There is an overview lecture by Thomas Orton, which cites lots of the good stuff
Last week, we saw how certain computational problems like 3SAT exhibit a thresholding behavior, similar to a phase transition in a physical system. In this post, we’ll continue to look at this phenomenon by exploring a heuristic method, belief propagation (and the cavity method), which has been used to make hardness conjectures, and also has thresholding properties. In particular, we’ll start by looking at belief propagation for approximate inference on sparse graphs as a purely computational problem. After doing this, we’ll switch perspectives and see belief propagation motivated in terms of Gibbs free energy minimization for physical systems. With these two perspectives in mind, we’ll then try to use belief propagation to do inference on the the stochastic block model. We’ll see some heuristic techniques for determining when BP succeeds and fails in inference, as well as some numerical simulation results of belief propagation for this problem. Lastly, we’ll talk about where this all fits into what is currently known about efficient algorithms and information theoretic barriers for the stochastic block model.

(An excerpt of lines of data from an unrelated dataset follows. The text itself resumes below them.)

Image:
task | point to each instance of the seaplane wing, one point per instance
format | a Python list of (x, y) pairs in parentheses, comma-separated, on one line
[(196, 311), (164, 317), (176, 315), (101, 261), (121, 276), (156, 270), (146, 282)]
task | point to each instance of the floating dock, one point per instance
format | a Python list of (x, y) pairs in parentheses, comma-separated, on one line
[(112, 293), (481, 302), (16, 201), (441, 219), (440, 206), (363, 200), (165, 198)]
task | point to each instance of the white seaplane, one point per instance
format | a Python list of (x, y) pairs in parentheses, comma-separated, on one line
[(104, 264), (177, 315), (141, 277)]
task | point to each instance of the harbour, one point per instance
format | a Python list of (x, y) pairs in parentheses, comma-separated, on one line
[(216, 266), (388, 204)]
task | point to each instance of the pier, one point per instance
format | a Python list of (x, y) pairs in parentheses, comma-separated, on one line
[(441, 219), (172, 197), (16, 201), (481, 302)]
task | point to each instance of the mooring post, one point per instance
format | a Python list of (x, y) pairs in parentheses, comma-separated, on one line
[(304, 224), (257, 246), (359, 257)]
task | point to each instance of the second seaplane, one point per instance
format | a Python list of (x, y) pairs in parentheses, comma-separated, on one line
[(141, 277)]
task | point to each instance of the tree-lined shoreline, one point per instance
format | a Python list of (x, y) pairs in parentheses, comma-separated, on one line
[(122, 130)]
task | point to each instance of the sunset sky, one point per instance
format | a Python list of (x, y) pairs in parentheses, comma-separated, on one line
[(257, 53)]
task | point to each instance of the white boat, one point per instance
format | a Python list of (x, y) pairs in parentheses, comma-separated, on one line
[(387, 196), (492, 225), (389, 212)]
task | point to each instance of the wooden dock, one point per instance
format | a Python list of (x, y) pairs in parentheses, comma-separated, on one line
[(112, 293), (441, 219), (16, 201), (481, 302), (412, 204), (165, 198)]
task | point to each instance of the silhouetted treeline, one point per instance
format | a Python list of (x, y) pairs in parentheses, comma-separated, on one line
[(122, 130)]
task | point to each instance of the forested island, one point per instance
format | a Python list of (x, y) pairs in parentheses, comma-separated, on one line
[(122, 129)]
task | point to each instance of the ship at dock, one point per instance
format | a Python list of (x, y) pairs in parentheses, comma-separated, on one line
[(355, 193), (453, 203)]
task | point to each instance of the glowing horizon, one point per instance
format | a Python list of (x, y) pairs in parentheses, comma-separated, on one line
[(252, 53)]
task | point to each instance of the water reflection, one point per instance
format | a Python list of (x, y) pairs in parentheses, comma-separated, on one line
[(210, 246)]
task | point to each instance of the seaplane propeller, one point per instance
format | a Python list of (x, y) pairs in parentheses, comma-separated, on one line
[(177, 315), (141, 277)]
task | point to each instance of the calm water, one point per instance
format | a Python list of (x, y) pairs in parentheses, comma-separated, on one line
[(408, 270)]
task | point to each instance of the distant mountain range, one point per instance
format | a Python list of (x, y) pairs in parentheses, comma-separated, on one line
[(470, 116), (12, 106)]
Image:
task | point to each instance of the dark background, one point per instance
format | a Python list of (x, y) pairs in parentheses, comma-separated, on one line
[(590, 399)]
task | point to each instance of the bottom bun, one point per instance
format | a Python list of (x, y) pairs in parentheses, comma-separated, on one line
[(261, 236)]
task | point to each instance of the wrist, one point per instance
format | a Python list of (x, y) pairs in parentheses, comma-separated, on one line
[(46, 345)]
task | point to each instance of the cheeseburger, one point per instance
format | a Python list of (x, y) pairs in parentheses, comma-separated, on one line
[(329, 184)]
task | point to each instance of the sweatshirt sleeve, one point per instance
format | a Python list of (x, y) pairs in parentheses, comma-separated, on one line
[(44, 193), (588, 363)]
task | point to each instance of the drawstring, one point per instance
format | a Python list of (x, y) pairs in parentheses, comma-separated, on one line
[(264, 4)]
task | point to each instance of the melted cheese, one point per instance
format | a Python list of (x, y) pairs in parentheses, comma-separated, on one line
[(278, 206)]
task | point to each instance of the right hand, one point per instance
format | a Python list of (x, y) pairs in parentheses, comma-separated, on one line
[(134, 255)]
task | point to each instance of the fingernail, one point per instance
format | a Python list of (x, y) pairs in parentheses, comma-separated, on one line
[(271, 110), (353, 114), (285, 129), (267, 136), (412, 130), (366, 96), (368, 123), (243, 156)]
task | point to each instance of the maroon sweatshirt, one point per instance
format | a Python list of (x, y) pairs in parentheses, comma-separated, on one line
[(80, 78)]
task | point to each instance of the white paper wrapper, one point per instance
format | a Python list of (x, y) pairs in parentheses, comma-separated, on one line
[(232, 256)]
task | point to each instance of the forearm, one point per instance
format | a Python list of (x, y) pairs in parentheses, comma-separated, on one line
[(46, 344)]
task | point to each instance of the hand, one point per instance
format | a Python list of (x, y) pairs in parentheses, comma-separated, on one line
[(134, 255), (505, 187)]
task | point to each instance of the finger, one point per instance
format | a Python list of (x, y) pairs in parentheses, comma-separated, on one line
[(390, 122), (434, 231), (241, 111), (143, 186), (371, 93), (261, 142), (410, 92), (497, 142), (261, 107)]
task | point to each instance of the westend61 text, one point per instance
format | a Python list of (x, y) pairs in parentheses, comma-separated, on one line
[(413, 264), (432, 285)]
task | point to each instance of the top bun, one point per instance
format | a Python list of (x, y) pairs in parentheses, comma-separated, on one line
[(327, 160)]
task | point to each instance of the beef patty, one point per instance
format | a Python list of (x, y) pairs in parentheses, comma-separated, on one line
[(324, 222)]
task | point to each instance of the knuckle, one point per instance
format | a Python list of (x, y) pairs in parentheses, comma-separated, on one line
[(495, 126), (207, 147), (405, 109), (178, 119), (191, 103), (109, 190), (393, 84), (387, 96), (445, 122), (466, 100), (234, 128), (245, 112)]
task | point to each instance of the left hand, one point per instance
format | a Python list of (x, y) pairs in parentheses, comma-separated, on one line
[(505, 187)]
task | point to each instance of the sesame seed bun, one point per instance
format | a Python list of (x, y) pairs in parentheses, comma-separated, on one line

See Igor Carron’s “phase diagram” list, and stuff like this Weng et al “Overcoming The Limitations of Phase Transition by Higher Order Analysis of Regularization Techniques” (WeMZ16) or possibly OyTr15. Likely there are connections to Erdős-Renyi giant components and other complex network things in probabilisitic graph learning. Read Barb15, PLRS16, WeMZ16.
Replicator equations and evolutionary processes
See also evolution, game theory.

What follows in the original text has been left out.